New drugs crackdown as 500 more legal highs are banned

Nitrous Oxide canisters at a music festival Credit: Yui Mok / PA Wire

Sellers of so-called legal highs and other psychoactive drugs could face up to seven years in prison under tough new laws published today.

Dealing substances like nitrous oxide - also known as laughing gas, or "hippy crack" in the press - will become a criminal offence, alongside the sale of synthetic highs, and the popular party drug "poppers", aka amyl nitrate.

Under the Psychoactive Substances Bill, police will also win sweeping new powers to shut down websites that sell these drugs.

The new rules will introduce a blanket ban on the production, distribution, sale and supply of legal highs - officially known as new psychoactive substances (NPSs). Under previous rules, new substances had to be assessed individually before being banned, while manufacturers were to come up with new versions to replace older ones.

Policing Minister Mike Penning said: "The landmark Bill will fundamentally change the way we tackle new psychoactive substances - and put an end to the game of cat and mouse in which new drugs appear on the market more quickly than Government can identify and ban them."

The Home Office confirmed that selling nitrous oxide for legitimate food processing, medical and industrial purposes will not be affected by the ban. Personal possession will not be an offence under the new laws.

Policing Minister Mike Penning Credit: Anthony Devlin / PA Archive

Rosanna O'Connor, a spokesperson for Public Health England, said: "The risks for users of new psychoactive substances can be particularly high especially when so little is known about their content, which can be dangerous and in some cases lead to death.

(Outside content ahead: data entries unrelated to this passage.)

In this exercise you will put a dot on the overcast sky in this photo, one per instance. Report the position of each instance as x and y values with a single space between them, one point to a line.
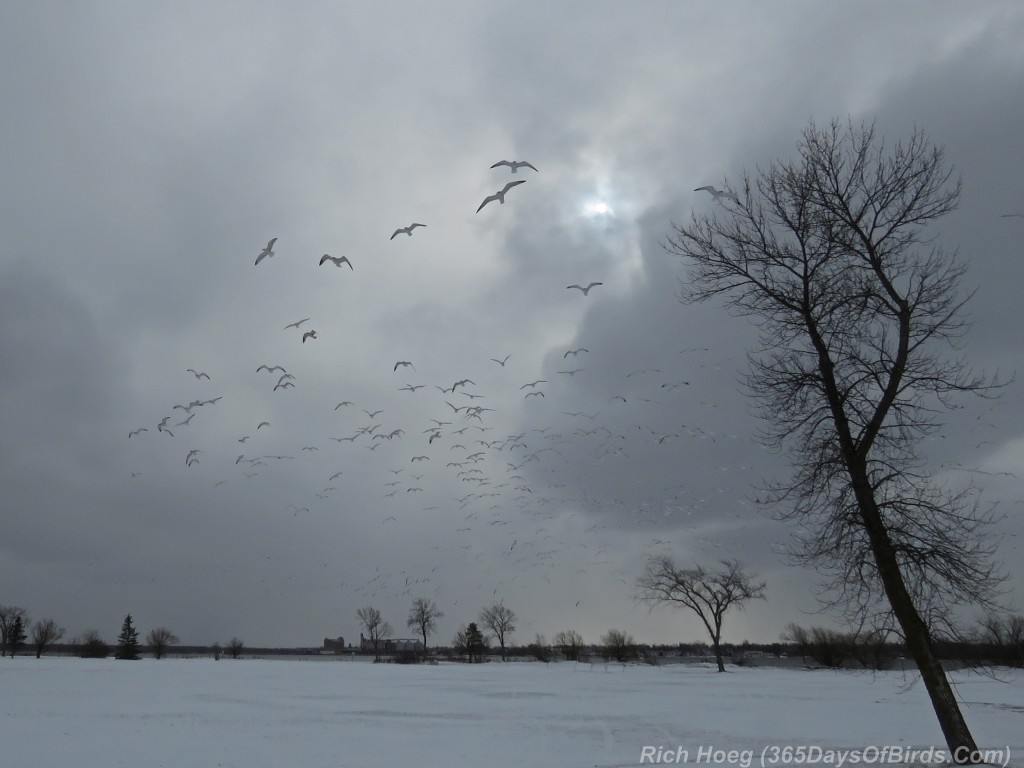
151 154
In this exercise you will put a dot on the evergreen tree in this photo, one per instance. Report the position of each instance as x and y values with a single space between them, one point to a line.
128 640
474 643
17 635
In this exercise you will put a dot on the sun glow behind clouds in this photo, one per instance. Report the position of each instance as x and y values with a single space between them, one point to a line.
595 208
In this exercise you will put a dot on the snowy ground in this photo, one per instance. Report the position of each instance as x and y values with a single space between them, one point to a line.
299 714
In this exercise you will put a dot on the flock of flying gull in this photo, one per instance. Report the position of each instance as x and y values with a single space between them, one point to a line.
493 477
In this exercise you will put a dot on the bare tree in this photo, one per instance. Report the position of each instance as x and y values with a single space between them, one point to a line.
1006 635
92 645
619 645
423 615
860 316
45 632
570 643
235 646
708 593
828 647
501 622
11 616
470 641
377 629
159 639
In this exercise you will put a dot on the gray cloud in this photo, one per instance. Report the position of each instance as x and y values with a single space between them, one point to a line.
153 154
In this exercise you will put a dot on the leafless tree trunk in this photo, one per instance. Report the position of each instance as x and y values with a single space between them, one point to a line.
44 633
423 615
501 622
859 317
377 629
709 594
570 643
159 639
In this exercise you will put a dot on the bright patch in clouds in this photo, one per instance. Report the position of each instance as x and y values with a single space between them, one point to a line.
596 208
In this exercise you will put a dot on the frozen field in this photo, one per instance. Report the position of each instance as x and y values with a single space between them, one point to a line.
70 713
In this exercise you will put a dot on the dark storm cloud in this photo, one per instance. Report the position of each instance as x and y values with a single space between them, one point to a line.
153 155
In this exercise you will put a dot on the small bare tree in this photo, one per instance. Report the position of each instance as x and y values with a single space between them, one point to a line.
828 647
423 616
501 622
377 629
860 318
1006 634
570 644
45 632
235 646
619 646
708 593
159 639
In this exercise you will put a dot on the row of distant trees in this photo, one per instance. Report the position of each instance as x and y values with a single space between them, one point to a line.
15 633
498 620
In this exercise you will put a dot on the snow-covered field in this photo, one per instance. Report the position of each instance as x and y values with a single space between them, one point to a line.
75 713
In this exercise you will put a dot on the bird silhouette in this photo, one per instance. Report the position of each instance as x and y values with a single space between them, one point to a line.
338 260
266 252
586 290
500 196
513 165
717 195
406 230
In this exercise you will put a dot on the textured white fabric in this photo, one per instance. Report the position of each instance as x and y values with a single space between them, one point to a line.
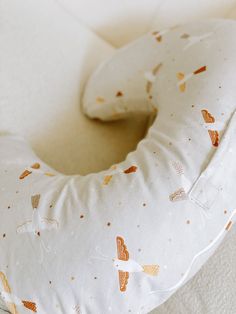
119 22
60 149
174 214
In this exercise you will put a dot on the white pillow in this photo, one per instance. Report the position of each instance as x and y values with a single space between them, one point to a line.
123 240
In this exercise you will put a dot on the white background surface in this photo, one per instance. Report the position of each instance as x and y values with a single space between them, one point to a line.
46 53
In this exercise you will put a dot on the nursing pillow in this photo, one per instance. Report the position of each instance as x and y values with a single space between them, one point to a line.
123 240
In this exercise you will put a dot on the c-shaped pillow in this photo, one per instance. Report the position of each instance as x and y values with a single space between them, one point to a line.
123 240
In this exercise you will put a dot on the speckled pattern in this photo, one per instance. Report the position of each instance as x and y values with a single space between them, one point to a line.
123 240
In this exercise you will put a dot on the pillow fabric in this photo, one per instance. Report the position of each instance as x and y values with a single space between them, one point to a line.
123 240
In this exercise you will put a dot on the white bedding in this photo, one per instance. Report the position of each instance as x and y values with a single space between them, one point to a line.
46 55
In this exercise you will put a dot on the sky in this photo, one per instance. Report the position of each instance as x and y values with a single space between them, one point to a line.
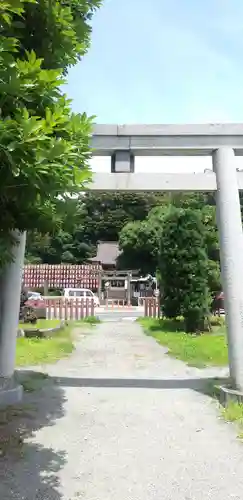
162 61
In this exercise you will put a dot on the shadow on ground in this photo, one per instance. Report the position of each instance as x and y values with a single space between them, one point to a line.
203 385
27 470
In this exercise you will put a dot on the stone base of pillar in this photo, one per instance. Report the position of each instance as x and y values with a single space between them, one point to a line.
11 392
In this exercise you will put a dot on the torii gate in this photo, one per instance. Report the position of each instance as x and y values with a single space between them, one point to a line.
221 141
122 143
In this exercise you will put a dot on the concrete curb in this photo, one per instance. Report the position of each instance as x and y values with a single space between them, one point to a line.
43 332
227 394
11 396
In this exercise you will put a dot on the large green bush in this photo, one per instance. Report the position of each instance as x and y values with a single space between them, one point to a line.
184 268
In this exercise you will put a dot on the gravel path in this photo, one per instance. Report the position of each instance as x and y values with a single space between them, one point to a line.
124 422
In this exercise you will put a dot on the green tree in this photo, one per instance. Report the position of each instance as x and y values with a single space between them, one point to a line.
105 214
44 147
140 242
184 267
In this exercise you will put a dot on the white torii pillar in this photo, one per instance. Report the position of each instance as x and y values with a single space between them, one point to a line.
231 256
10 289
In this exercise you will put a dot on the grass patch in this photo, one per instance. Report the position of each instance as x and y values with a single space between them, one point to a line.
209 349
35 351
41 324
233 412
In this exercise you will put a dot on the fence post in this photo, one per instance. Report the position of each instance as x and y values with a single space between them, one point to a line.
145 304
92 307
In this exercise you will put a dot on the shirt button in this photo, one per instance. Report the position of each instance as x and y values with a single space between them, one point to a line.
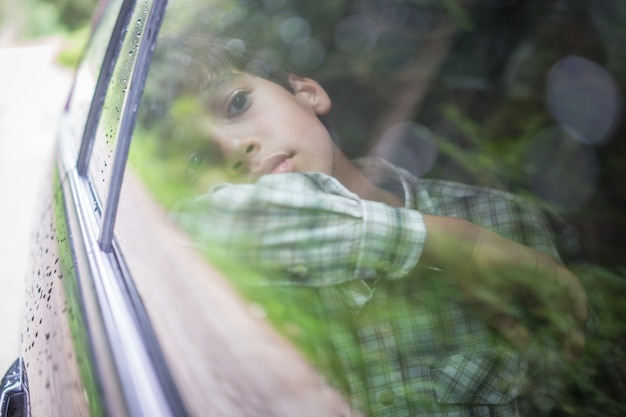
299 272
504 385
386 398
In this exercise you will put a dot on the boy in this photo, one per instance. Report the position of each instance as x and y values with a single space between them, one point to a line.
387 254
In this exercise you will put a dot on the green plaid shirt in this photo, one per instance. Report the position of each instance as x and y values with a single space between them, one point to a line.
402 341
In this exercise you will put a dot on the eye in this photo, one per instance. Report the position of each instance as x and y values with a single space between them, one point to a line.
239 103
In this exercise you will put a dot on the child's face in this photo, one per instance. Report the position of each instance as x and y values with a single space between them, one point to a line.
262 128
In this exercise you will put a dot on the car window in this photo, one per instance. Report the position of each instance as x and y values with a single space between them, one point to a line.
88 73
114 105
519 97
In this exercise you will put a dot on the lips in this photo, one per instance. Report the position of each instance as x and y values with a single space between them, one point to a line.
275 164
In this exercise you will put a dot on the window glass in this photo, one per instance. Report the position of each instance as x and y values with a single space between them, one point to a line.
89 70
115 102
504 113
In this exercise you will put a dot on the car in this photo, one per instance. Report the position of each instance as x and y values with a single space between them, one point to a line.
125 317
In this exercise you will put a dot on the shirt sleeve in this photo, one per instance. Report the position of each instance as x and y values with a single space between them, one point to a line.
304 229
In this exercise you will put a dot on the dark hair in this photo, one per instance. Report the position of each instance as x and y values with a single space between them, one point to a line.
208 58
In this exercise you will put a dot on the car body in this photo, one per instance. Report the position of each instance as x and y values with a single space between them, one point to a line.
123 320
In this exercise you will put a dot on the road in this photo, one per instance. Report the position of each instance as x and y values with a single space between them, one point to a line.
32 93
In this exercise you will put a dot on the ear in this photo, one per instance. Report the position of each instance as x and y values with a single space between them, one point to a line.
311 94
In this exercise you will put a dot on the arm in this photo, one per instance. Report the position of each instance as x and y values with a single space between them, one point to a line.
304 229
494 272
309 230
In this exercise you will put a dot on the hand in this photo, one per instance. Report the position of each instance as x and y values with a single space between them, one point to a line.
519 291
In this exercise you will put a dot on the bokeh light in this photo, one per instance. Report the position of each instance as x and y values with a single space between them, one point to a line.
409 145
583 98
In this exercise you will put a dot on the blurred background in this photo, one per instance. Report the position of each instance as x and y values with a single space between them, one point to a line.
40 42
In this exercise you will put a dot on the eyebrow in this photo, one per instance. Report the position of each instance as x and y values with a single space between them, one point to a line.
211 92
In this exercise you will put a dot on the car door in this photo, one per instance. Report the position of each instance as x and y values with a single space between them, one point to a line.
89 343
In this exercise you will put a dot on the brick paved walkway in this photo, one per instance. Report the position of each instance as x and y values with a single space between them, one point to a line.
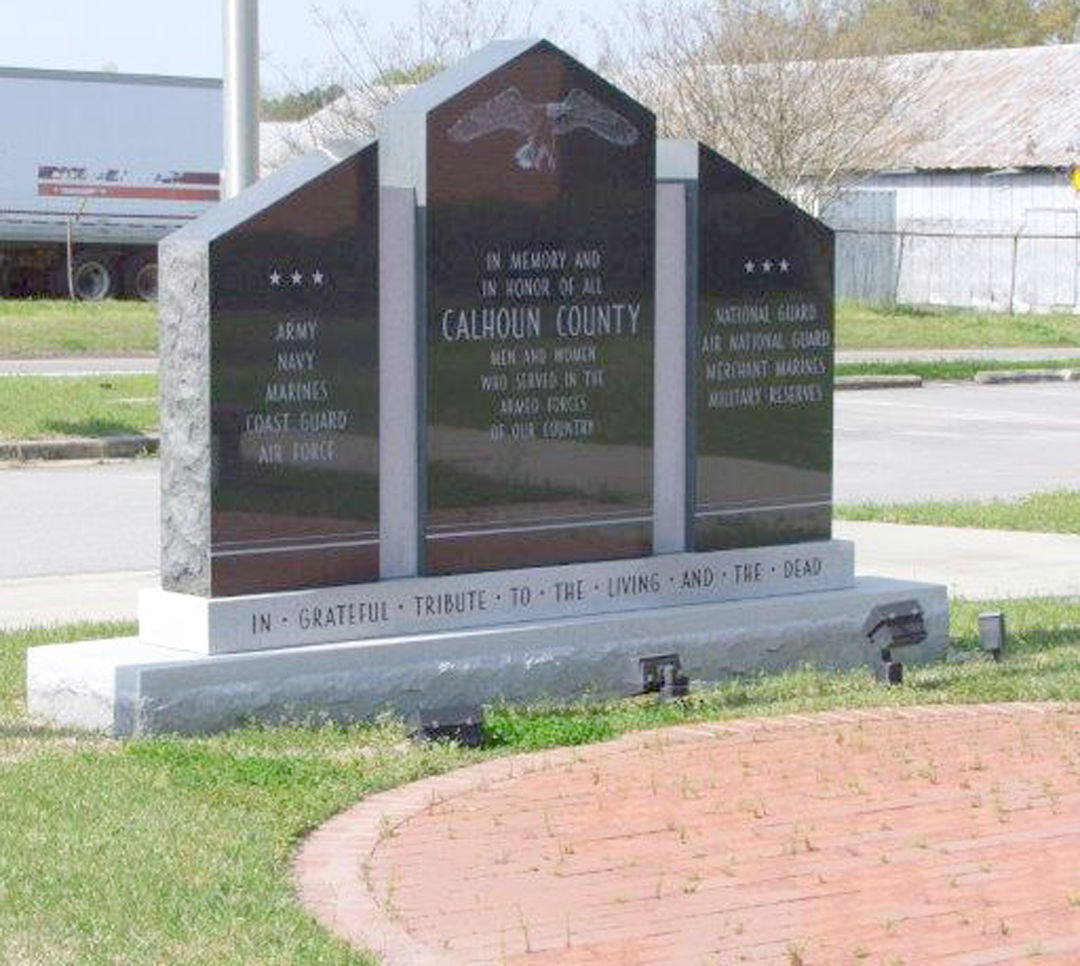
925 835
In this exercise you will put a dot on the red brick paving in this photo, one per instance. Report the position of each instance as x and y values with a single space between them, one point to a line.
906 836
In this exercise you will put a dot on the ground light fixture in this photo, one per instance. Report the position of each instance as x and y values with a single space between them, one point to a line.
890 626
991 633
460 723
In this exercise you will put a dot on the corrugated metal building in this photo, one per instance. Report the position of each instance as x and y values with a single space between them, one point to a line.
979 209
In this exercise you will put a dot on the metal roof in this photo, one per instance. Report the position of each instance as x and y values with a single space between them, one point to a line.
109 77
988 108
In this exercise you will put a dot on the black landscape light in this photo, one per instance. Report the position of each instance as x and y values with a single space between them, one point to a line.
662 674
461 723
991 632
890 626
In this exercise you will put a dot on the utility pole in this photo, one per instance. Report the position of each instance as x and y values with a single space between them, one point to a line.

"A ban would aim to reduce the easy availability of these substances, but we also crucially need to continue to focus on preventing and treating the harms that they can cause."

Credit: United States Marine Corps

Professor David Nutt, the Government's former chief drugs adviser, described the move as "utterly pointless".

He said: "It will make no difference. People will just go back to cocaine and heroin... It is an extraordinarily simplistic and retrograde step. It won't reduce harms, it may well increase harms."